Imagine me in a slightly more Machiavellian frame of mind and you might just find me wondering what role PR has to play in all this blogging palava. I remember a PR friend of mine appearing on Radio 5 claiming that personality types could be defined by the font you used and casually managing to slip a certain printer manufacturer’s name into the conversation quite liberally. Seeming the BBC don’t do advertising it was probably a spot of genius. It was also entirely fabricated.

And that’s what PR people are – far better fabricators than us sheet metal folk could ever wish to be.

By the time some high powered knob has thought about starting a blog, the blogosphere is already falling over itself to give its two cents worth. It’s buzz marketing gold and the PR gooks with a bit of nous understand this completely. And so does the blogosphere. On the one hand, the business blogging fraternity needs the big names on board to validate the medium and on the other, it has to ensure these people are doing it correctly in order not to bastardise the blog.

What a quandry.

I’m far happier with what GM are doing with their blogs after their initial foray a few months ago. They’ve at least brought trackbacks and comments on board and put a few names to posts after Michael Wiley was taken to task in the comments on The Tinbasher:

While you are certainly entitled to your opinion, and you are correct to assume that the Small-block engine blog was created by the GM PR staff, I don’t think it is fair to discount its relevance just because it was created by a corporation.

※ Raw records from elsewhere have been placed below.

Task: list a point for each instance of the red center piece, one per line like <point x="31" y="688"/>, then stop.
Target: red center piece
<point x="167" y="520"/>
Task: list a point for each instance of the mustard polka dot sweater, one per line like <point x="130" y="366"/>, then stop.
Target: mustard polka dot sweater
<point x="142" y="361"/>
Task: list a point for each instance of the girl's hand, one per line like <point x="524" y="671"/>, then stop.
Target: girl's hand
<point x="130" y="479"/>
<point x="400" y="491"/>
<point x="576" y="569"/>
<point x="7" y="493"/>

Neville Hobson has a post about the behind the blog scenes of the Fastlane blog, but I’m out of cigarettes and currently looking at it all a bit differently,

The blog was result of an ongoing conversation between [PR agency] Hass [MS&L] and GM about blogs. It is run on Movable Type, and Bob Lutz sometimes moblogs using his Blackberry. The company has been pretty happy with all the attention the launch has gotten so far. [...] The blog was a follow to the GM Smallblock Blog, which Hass and GM created as a kind of trial foray into the blogosphere.

So it’s pretty clear there’s been a PR discussion and that Bob blogs with his Blackberry. At the risk of being sued – whatever. I’d love to know which posts Bob has moblogged.

Laurie [Mayers, of the PR firm] says the response via comments so far has been great. She moderates the comments in order to prevent spam, and has had a little fun from bloggers who accidentally got an out-of-office reply because of a comment moderation email.

I think it depends on how charitable you might be feeling as to how far you believe they might moderate, but I’ll take them at their word.

But, if you look at the Fastlane blog, it’s had four posts between Jan 13th and Jan 28th – two by Bob Lutz, one anonymous and the latest one from Tom Stephens. Maybe it’s becoming a legitimate group blog and maybe Bob is bored.

GM is getting it and I want them to get it, but it’s certainly slowly. I still see no embracing of the blogosphere at all. Yes, there are links, but no actual referencing of how they see what else is going on in their corner of the blogosphere within any of the posts.

This blogging lark would be so much easier if we could all blog the Bob Lutz way.